In all my former experience in this region of startling novelties I had never seen any thing to equal what I witnessed that night. The air was warm almost as a summer's night at home, and yet there were the icebergs and the bleak mountains, with which the fancy, in this land of green hills and waving forests, can associate nothing but cold repulsiveness. The sky was bright and soft and strangely inspiring as the skies of Italy. The bergs had wholly lost their chilly aspect, and, glittering in the blaze of the brilliant heavens, seemed, in the distance, like masses of burnished metal or solid flame. Nearer at hand they were huge blocks of Parian marble, inlaid with mammoth gems of pearl and opal. One in particular exhibited the perfection of the grand. Its form was not unlike that of the Coliseum, and it lay so far away that half its height was buried beneath the line of blood-red waters. The sun, slowly rolling along the horizon, passed behind it, and it seemed as if the old Roman ruin had suddenly taken fire.

Nothing indeed but the pencil of the artist could depict the wonderful richness of this sparkling fragment of Nature. Church, in his great picture of "The Icebergs," has grandly exhibited a scene not unlike that which I would in vain describe.

In the shadows of the bergs the water was a rich green, and nothing could be more soft and tender than the gradations of color made by the sea shoaling on the sloping tongue of a berg close beside us. The tint increased in intensity where the ice overhung the water, and a deep cavern near by exhibited the solid color of the malachite mingled with the transparencyof the emerald; while, in strange contrast, a broad streak of cobalt blue ran diagonally through its body.

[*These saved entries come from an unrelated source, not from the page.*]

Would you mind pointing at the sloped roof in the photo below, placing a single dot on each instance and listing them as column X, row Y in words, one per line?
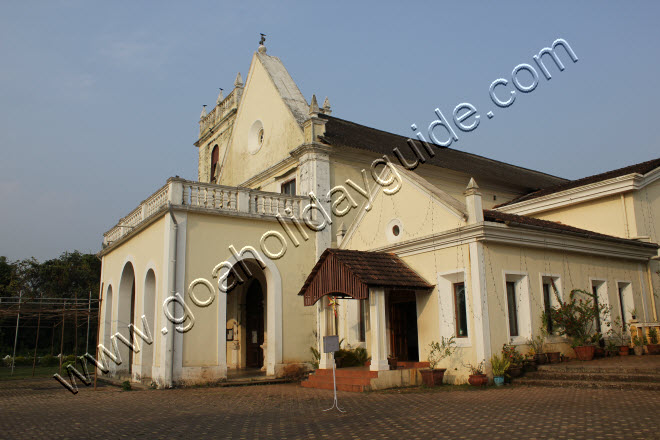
column 523, row 220
column 286, row 87
column 639, row 168
column 343, row 272
column 342, row 133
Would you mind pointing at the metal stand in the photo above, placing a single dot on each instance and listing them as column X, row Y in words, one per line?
column 334, row 385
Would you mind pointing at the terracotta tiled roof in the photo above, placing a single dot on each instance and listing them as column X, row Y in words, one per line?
column 350, row 273
column 640, row 168
column 523, row 220
column 342, row 133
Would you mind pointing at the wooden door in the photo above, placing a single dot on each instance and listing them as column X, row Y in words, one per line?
column 254, row 305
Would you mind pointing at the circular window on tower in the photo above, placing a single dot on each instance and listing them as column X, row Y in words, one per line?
column 394, row 230
column 255, row 137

The bewitching character of the scene was heightened by a thousand little cascades which leaped into the sea from these floating masses,—the water being discharged from lakes of melted snow and ice which reposed in quietude far up in the valleys separating the high icy hills of their upper surface. From other bergs large pieces were now and then detached,—plunging down into the water with deafening noise, while the slow moving swell of the ocean resounded through their broken archways.

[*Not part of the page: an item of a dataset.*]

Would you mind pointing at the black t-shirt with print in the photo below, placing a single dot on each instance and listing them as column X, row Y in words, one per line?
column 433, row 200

I had been watching this scene for hours, lost in reverie and forgetfulness, when I was brought suddenly to my senses by the master's mate, who came to report, "Ice close aboard, sir." We were drifting slowly upon a berg about the height of our topmasts. The boats were quickly lowered to pull us off, and, the schooner once more in safety, I went to bed.

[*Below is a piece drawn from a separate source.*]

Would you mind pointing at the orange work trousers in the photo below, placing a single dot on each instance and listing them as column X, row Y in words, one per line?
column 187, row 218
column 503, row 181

I awoke after a few hours, shivering with the cold. The "bull's-eye" above my head was open, and a chilly fog was pouring in upon me. Hurrying on deck, I found the whole scene changed. A dense gray mist had settled over the waters and icebergs and mountains, blending them all in chaotic gloom.

Twenty-four days at sea had brought the water very low in our casks, and I took advantage of the delay to send off to a neighboring iceberg for a fresh supply. The water of these bergs is pure and clear as crystal.

NEARING HARBOR.

AT PRÖVEN.

Getting at last a slant of the wind, we ran in among the low islands which line the coast above Svarte Huk; and Sonntag, who had gone ahead in a boat toPröven, having sent off to us a swarthy-looking pilot, we wound our way slowly through the tortuous passage, and at a little after midnight of August 6th we dropped anchor in the snuggest of little harbors. The loud baying of dogs, and an odor, baffling description,—"a very ancient and fish-like smell,"—first warned us of our approach to a Greenland settlement.